Keith Owens wrote:
> On Wed, 12 Sep 2001 23:25:19 -0700,
> "Matt D. Robinson" <yakker@xxxxxxxxxxxxxx> wrote:
> >bsuparna@xxxxxxxxxx wrote:
> >> 1. If we spin the other cpu's with interrupts disabled, then we need to
> >> make sure that the NMI watchdog timer doesn't report lockups (given that
> >
> >Can this be as simple as dump_in_progress, or something more complex?
>
> Andrew Morton has code in the -AC tree which is a generic fix for the
> problem of the NMI watchdog tripping on long events. kdb uses it in
> the -AC tree.
>
> if (*f == NULL) {
> /* Reset NMI watchdog once per poll loop */
> touch_nmi_watchdog();
> f = &poll_funcs[0];
> }
>
> There is no equivalent in Linus's tree, you have to hack the NMI
> handler yourself :(. Time to push Andrew Morton and AC to get the NMI
> changes into Linus's tree.
Thanks, Keith ...
This looks like a reasonable patch to use, although shouldn't
touch_nmi_watchdog() reset both the last_irq_sums[] and the
alert_counter[] for all CPUs? Otherwise, won't you be
dropping back into this loop function over and over and
over again? Then again, you probably re-enter it anyway.

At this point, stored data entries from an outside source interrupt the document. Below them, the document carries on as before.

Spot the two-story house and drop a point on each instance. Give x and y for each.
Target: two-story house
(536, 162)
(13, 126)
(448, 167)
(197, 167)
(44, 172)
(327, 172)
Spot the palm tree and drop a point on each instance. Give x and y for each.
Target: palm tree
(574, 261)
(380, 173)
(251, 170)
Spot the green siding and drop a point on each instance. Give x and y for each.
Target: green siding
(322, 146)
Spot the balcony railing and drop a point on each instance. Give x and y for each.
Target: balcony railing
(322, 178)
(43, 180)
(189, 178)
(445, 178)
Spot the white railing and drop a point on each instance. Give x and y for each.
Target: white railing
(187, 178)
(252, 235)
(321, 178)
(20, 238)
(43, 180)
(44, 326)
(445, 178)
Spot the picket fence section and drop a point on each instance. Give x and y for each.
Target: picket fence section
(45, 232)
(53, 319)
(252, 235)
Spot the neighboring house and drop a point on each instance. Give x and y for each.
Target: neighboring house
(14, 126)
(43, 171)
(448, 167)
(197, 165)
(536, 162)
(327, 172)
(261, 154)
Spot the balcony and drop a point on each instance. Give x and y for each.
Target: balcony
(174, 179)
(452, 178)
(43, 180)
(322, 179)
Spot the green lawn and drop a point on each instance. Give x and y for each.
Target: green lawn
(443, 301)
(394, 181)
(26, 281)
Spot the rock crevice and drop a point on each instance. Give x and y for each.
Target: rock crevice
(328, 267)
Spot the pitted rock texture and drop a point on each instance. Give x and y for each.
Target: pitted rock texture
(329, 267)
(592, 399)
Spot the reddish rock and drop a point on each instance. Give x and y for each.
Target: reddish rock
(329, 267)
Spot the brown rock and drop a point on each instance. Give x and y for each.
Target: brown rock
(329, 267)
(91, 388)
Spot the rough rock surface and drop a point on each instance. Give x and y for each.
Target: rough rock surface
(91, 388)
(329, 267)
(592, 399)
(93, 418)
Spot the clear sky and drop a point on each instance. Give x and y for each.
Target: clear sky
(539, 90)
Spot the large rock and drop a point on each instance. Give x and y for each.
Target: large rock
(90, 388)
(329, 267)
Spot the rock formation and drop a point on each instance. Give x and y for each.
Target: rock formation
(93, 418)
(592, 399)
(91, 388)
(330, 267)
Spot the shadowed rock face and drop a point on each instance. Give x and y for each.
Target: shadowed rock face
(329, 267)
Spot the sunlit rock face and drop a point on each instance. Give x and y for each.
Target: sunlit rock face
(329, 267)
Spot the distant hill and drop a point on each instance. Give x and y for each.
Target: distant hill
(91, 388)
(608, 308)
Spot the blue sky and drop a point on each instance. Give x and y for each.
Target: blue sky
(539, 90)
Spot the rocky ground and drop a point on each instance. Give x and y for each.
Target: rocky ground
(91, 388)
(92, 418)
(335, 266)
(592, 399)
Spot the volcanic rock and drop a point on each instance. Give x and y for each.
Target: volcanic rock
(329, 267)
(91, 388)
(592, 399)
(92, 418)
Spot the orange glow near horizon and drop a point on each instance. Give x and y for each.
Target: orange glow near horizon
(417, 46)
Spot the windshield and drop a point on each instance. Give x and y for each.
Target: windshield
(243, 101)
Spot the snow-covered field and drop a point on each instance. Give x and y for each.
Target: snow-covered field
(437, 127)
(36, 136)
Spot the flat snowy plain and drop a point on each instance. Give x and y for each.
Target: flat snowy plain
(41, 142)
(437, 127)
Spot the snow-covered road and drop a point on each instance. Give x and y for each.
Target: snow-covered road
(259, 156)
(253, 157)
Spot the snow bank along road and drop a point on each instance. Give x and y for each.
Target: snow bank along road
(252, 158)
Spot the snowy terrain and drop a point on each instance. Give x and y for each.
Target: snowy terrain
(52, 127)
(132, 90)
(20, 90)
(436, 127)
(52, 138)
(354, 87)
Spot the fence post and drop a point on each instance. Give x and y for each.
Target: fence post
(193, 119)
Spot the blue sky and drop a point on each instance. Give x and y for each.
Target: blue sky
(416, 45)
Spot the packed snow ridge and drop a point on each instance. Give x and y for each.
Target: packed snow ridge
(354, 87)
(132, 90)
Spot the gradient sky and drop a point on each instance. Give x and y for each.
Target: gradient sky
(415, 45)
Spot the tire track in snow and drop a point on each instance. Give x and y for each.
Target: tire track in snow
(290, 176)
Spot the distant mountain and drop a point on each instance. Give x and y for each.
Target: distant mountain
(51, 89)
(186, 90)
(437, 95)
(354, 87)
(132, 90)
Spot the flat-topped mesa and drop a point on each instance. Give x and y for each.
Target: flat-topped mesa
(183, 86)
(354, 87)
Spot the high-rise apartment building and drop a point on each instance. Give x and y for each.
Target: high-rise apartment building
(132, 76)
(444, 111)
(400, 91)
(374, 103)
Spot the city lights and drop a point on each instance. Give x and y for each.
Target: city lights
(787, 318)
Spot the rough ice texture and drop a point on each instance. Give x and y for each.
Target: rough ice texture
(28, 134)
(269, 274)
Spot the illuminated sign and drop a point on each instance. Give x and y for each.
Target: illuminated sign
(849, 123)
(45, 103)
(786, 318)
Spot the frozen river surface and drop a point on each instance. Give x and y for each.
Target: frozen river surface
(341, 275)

Looks like touch_nmi_watchdog() is needed in combination with
dump_in_progress. In case you don't have the tree handy,
Suparna (I didn't), touch_nmi_watchdog() does:
void touch_nmi_watchdog (void)
{
int i;
/*
* Just reset the alert counters, (other CPUs might be
* spinning on locks we hold):
*/
for (i = 0; i < smp_num_cpus; i++)
alert_counter[i] = 0;
}
alert_counter is moved out of nmi_watchdog_tick() along with
last_irq_sums (global in AC's patch) so you can modify them
outside of nmi_watchdog_tick().
--Matt
|